Sacred Cows

Down with EBM!

BMJ 1998; 317 doi: http://dx.doi.org/10.1136/bmj.317.7174.1720a (Published 19 December 1998) Cite this as: BMJ 1998;317:1720
  1. Nigel Molesworth
  1. NHS Centre for Reviews and Dissemination, University of YorK, York YO1 5DD

    We Molesworths hav a noble and distinkuished history of investigating the intrikacies of science. So I hav bin watching the hole evidence-based medicin thing with intrest and it is clere that it is turning into a bunfight. Some say all EBM-ers are arrogant controvershal and seducitve. Others say they are parasites and alkemists. Also many hav beards (my observashun). This is called evidence. Others say: we do not lik all this meat analysis, giv us more bad old reviews the wors the better. All this is simlar to when Peason and Fothering-Tomas call each other names: you hav a face like a squashed tomato no but you are a gurly … all wizard fun, but it is not conjusive to helping new ticks appreshiate what is EBM and how you do it. So it is my plesur to giv you an objecktive insite into the sordid world of EBM and it's practises.

    From my detaled critikle apraisal it apears there are two sorts of doctors, one hav evidence and the other mak up everything on the spot. These fight like 2 cats in a sack only more fur fly & noise is worse. The EBM type ride round the hospital in a cart with atommic computer inside. When patient cry “I have an ague and a fever help help!” the good doctor hop on the cart and cry poop poop like Tode of Tode Hall and ride through the hospital faster than lite. The cart knock all flying & leave trail of dead nurses & patients in wake, so number neded to trete is very high. When Doc arrive he pull out computer & put plug in pashents ear and type in strange sums: out pop likeable risks and rations. The good doctor clap hand to forehed and groan and cry loudly like Fothering-Tomas reding peotry. “Is it bad?” pashent say tremblingly it is wors than bad say Doc. The battry on my psion organiser is dead. All non-EBM doctors eyes lite up friteningly and push Doctor aside, and say dont wory you are safe in our hands. Just take this physik of spiders, flies and stewed lizard. Then they drane pashent of blud and say this is the art of medicin you will be well now.
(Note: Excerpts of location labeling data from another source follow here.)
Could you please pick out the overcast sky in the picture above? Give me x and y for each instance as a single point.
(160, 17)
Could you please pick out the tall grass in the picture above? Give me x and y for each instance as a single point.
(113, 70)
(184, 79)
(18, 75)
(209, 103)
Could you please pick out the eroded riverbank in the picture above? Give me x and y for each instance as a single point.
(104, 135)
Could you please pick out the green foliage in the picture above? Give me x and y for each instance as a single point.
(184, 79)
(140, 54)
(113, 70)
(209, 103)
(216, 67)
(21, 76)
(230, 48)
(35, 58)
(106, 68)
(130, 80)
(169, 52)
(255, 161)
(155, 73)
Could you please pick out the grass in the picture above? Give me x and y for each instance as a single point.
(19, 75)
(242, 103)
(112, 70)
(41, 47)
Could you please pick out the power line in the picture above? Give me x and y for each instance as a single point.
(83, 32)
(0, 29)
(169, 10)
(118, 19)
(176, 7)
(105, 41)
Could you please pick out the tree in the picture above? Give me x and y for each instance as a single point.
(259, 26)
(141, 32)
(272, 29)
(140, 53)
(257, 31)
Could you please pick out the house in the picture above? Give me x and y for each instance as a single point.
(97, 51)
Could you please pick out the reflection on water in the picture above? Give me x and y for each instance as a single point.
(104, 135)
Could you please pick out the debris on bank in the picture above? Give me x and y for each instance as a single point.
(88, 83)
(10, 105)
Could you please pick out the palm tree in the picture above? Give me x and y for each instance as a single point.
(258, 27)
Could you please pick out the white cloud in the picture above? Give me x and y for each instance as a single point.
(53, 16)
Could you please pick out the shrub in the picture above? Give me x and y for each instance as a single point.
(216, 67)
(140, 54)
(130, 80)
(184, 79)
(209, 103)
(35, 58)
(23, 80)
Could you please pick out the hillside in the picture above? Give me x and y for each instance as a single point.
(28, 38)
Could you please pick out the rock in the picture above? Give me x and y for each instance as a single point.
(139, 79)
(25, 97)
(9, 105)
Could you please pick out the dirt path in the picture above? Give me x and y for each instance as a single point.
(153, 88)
But do not buy any 5 yere diaries just in case. EBM doctor then cry “but you must follow guidlines” and non-EBM doctor pull out guidline written on parchmint, blow off dust and read out loud: “This license the bearer to do what he or she likes, singed, Samule Peeps.” However it is not enuff to whizz round on cart and use computers. EBM adickts must rede Bandoleer which is filled with useful info for decishun makers. There logo is an evil-looking bandit with shotgun which mean they aim to hunt down all non-ebm doctors and blow out there cunning vilanous branes. All doctors also now have the red ebm book, and when there turn comes to be kaned by the hospital manger they put the book down there trousers, and it brake the kane which is super.

    Figure1

    Know the Enemy or Masters at a Glance Some say all EBM-ers are arrogant controvershal and seducitve. Others say they are parasites and alkemists. Also many hav beards (my ovservashun). This is called evidence. ©Ronald Searle, 1954

    It is important to take a historical perspektive on this isshue. All this ruff talk and brusing is normal in the histry of sience. All major discovries were acompanied by mokery and abuse, viz:

    Mr Lister: “I hav discovered that atiseptik practises will prevent zillions of deaths and sickenesses.”

    Jeering colleeg: “Mark mi words no good will come of it. Now bring me some fresh dung to clean my hands, I am off to see my next pashent.”

    So you can see the problem is not new. But wot of the future? Wot indeed. Fortunetely we have a plan so everyone can get along together again. Ebm-ers swank much about there hierarky of evidens, from meta-analysis at top to anecdot at bottom, and say Your study is below RCT, so is No Good chiz. The anser cleerly is for non-ebm doctors to hav there own hierarky. It will be simlar to the other one but upside down. A Hierarky will also be needed specifikly for anecdote-based medcine viz:

    Level I: Beardy old gent from royal college; Level II Doctor with air of credibilty and honest face; Level III: Academic with mad stare; Level IV: NHS manager with trust in finanshul crisis

    So ther you hav it: EBM in a nutshell. Remember, the futur is brite if you stop squabling and do not fight like Form 3A when master is out of classroom. (Fothering-Thomas, please spelcheck this and send to top medical journal).